O LEÃO E A JOIA é uma fábula contemporânea que tem como cenário a pequena aldeia
de Iluijinle, no país Iorubá, onde a bela Sidi, a jóia, recebe propostas de casamento e
escolhe o seu parceiro. Ela representa a cultura ancestral iorubá, assediada por um
jovem professor primário Lakunle, treinado nos saberes ocidentais, disposto a
erradicar a tradição em nome de uma europeização dos costumes. Um terceiro
personagem é Baroka, o bale da aldeia, chefe tradicional e poderoso, que pretende,
através do casamento com a bela jóia manter o seu prestígio e poder, bem como
perenizar a sua linhagem de leão da mata.

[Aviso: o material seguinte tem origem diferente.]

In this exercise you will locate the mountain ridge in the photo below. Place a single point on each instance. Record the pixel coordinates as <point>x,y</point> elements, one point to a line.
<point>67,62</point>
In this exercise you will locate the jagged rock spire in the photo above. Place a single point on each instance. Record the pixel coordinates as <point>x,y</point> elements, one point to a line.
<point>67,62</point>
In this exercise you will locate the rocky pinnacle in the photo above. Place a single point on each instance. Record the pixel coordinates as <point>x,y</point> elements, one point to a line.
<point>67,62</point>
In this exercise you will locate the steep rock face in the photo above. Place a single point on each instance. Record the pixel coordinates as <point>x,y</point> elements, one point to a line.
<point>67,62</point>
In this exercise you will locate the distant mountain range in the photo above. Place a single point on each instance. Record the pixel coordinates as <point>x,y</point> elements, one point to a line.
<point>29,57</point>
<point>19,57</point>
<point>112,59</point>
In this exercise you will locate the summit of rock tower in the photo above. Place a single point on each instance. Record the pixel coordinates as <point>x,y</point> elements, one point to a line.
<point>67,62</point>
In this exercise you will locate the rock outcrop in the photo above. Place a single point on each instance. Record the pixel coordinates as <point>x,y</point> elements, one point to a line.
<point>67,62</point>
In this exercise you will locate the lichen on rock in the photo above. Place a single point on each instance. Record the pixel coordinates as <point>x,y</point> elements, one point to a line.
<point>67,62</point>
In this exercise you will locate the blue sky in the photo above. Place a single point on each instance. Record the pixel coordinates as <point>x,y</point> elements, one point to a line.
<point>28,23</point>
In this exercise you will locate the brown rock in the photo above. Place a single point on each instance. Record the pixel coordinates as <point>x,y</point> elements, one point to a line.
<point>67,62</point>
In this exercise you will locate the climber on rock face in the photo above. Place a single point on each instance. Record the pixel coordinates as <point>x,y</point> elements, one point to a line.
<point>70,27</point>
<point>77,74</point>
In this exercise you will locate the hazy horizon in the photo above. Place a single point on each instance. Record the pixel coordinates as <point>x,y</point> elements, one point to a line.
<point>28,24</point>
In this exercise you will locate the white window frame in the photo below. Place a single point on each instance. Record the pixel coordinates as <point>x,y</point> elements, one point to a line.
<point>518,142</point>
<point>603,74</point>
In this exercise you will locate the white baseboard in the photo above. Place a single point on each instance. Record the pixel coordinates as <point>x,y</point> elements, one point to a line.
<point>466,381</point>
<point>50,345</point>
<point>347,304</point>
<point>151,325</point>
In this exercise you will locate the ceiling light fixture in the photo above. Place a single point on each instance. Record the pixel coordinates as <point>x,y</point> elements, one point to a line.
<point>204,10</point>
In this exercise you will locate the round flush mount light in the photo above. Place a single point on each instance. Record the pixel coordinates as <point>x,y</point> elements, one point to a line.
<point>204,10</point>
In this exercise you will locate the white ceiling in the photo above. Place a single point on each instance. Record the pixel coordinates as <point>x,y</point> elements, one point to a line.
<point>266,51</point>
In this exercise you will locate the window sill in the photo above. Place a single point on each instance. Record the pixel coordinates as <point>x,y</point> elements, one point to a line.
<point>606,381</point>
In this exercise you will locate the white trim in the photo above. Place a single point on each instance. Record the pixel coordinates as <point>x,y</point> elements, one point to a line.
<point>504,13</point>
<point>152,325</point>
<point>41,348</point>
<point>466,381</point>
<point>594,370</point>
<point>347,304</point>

Na trama que se desenvolve ao longo da peça teatral, o autor explora com fino humor
as situações de conflito, dentro das referências da cultura aldeã ioruba. O jovem
professor modernizador não consegue convencer sua amada das vantagens da ruptura
com a tradição e passa a ser visto por ela e pelos outros aldeãos como portador de
saberes inúteis, como um fraco, como um estrangeiro. O velho Baroka, aos 62 anos,
joga toda uma sabedoria ancestral para seduzir Sidi. Ele mesmo faz circular a falsa
notícia de sua impotência sexual para depois convencer sua pretendida que o
casamento com ela era uma prova para toda a aldeia da virilidade do velho leão,
condição fundamental para a manutenção do seu poder e da continuidade da cultura
tradicional.
Um outro sistema de conflito nas sociedades tradicionais africanas é a questão de
gênero. Cada vez mais as mulheres africanas vem ocupando espaços culturais e
espaços de poder, inclusive com o recebimento de vários prêmios Nobel da Paz. Nesta
fábula, a bela Sidi está disposta a reproduzir a tradição mas não se conforma com um
papel passivo no harém do bale Baroka. Sua grande aliada é a experiente Sadiku,
primeira mulher do chefe local, que conhece todas as suas fraquezas e passa para a
futura esposa do seu marido, a convicção de que as mulheres são mais fortes do que
os homens, até porque elas são responsáveis pela virilidade deles e pelo futuro de suas
linhagens. Assim entendemos que Sidi escolheu ser modernizadora da tradição e não
sua destruidora.
Voltando à história contemporânea africana, podemos ler esta belíssima fábula “O
Leão e a Joia” como uma busca de alternativa para as sociedades africanas no póscolonialismo. A simples substituição de brancos por negros nas mesmas estruturas de
poder colonial fracassou. A simples manutenção das culturas tradicionais não
responde mais aos desafios da África contemporânea. A escolha de Sidi pode ser a
saída para a incorporação de novos personagens sociais (a mulher, por exemplo) em
processos de modernização que respeitem as identidades tradicionais. Talvez este seja
o verdadeiro sentido do “renascimento africano”.